Parce qu’au fond, qu’y gagne-t-on à fouiller les sept mondes de l’île (archipel ?) de Yoshi ? En soi, rien qui ne soit en lien avec la finalité classique d’un Mario : battre « Bowser » et libérer la princesse. Non, si on fouille, c’est pour explorer. Explorer certes le monde, mais surtout explorer ses habilités. Les chemins secrets n’ont d’intérêt que pour leur capacité à proposer des épreuves de plus en plus corsées mais qui restent malgré tout bien mieux calibrées que celles des épisodes précédents. A certains moments (notamment une superbe forteresse à la sortie de la forêt d’illusions), on se retrouve carrément avec du bon vieux « die and retry », où il faut venir avec suffisamment de vies et enchainer les séquences jusqu’à saisir le bon tempo, la bonne séquence d’imputs, pour aller jusqu’au boss. Et pour le coup, réussir à ouvrir les 96 chemins dont les huit stages spéciaux de la Star Road apparait en soi comme un accomplissement bien plus jouissif que celui de battre Bowser… Ah ce petit chiffre 96 qui apparait soudainement en bleu sur votre écran pour vous faire comprendre que vous avez poncé le jeu comme un warrior : ça, ça a été une de mes premières grandes satisfactions de joueur…
Alors certes, en ayant dit tout ça, je me rends compte que j’en ai au fond dit bien peu. Je n’ai pas parlé de cette belle subtilité qui consiste à différencier les châteaux (inévitables) et les forteresses (défis bonus), de la malice que représentaient pour l’époque les Maisons hantées et leur logique propre, des possibilités offertes par les grands et les petits switchs, et encore moins de ces merveilleuses fourberies que représentaient ces guirlandes de pièces qu’on dirigeait et qu’on pouvait utiliser par la suite comme des plateformes… Et le pire, c’est que je pense qu’en ayant dit tout ça, il y en aura malgré tout quelques-uns qui se diront que « mouaif, au fond tout cela a l’air bien banal. Rien qui ne justifie qu’on pose ce "Super Mario World" comme un idéal indépassable. » Eh bien face à cela, j’aurais encore trois petites choses à dire pour achever de convaincre ces récalcitrants.

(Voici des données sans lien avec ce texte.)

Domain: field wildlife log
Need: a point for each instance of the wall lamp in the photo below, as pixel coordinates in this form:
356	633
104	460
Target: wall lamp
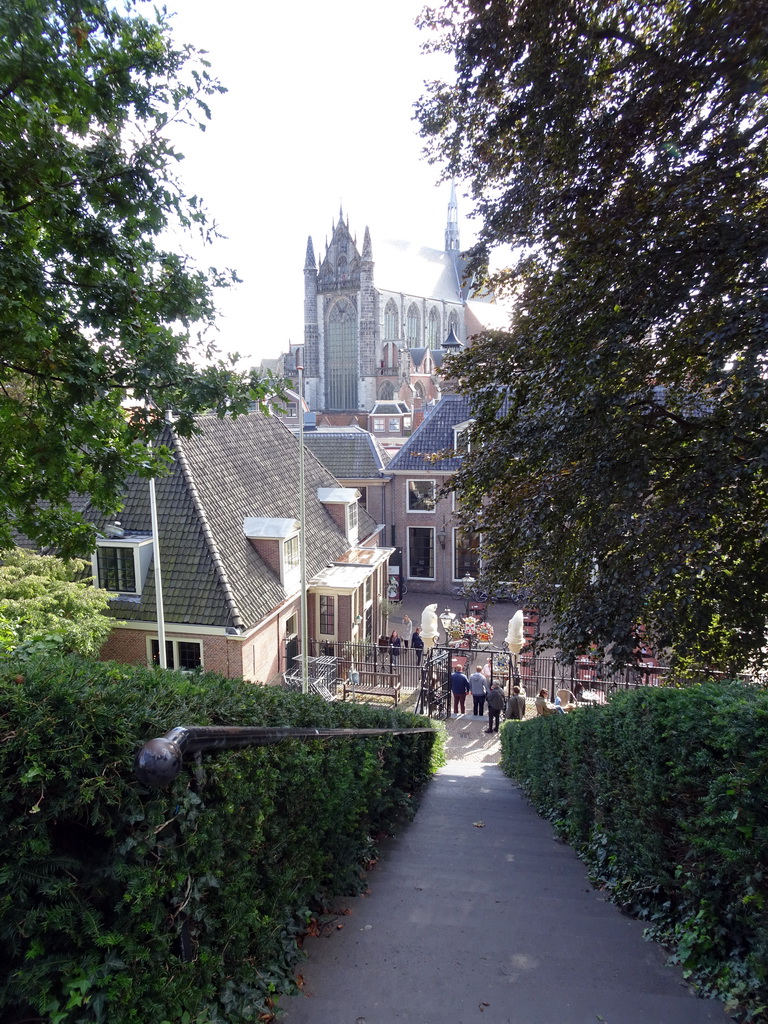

Première chose : je ne cherche vraiment pas à poser « Super Mario World » comme un jeu indépassable dans le sens où il serait le meilleur platformer 2D du monde et qu’on ne pourrait pas connaitre mieux que celui-là. Moi-même je considère que depuis peu « Celeste » a (peut-être) poussé le cheminement aussi loin si ce n’est plus. Par contre, je dis juste qu’à bien y regarder, tout ce qu’on retrouve dans les platformers 2D qu’on kiffe aujourd’hui, on l’a généralement déjà vu posé – même basiquement – dans « Super Mario World ». Deuxième chose : je trouve que ce jeu est incroyablement complet dans son genre. Et faire la liste de tout ce qu’on peut y faire refile vraiment le tournis. Et enfin troisième chose : ce jeu n’a pas pris une ride aujourd’hui. Son gameplay est toujours aussi incisif et son esthétique a encore tout son charme. Mieux encore, c’est aussi grâce à cette esthétique simple que le jeu n’en est que plus lisible (…et les choix opérés par le récent « Céleste » dans ce domaine semblent démontrer toute l’actualité de la démarche.)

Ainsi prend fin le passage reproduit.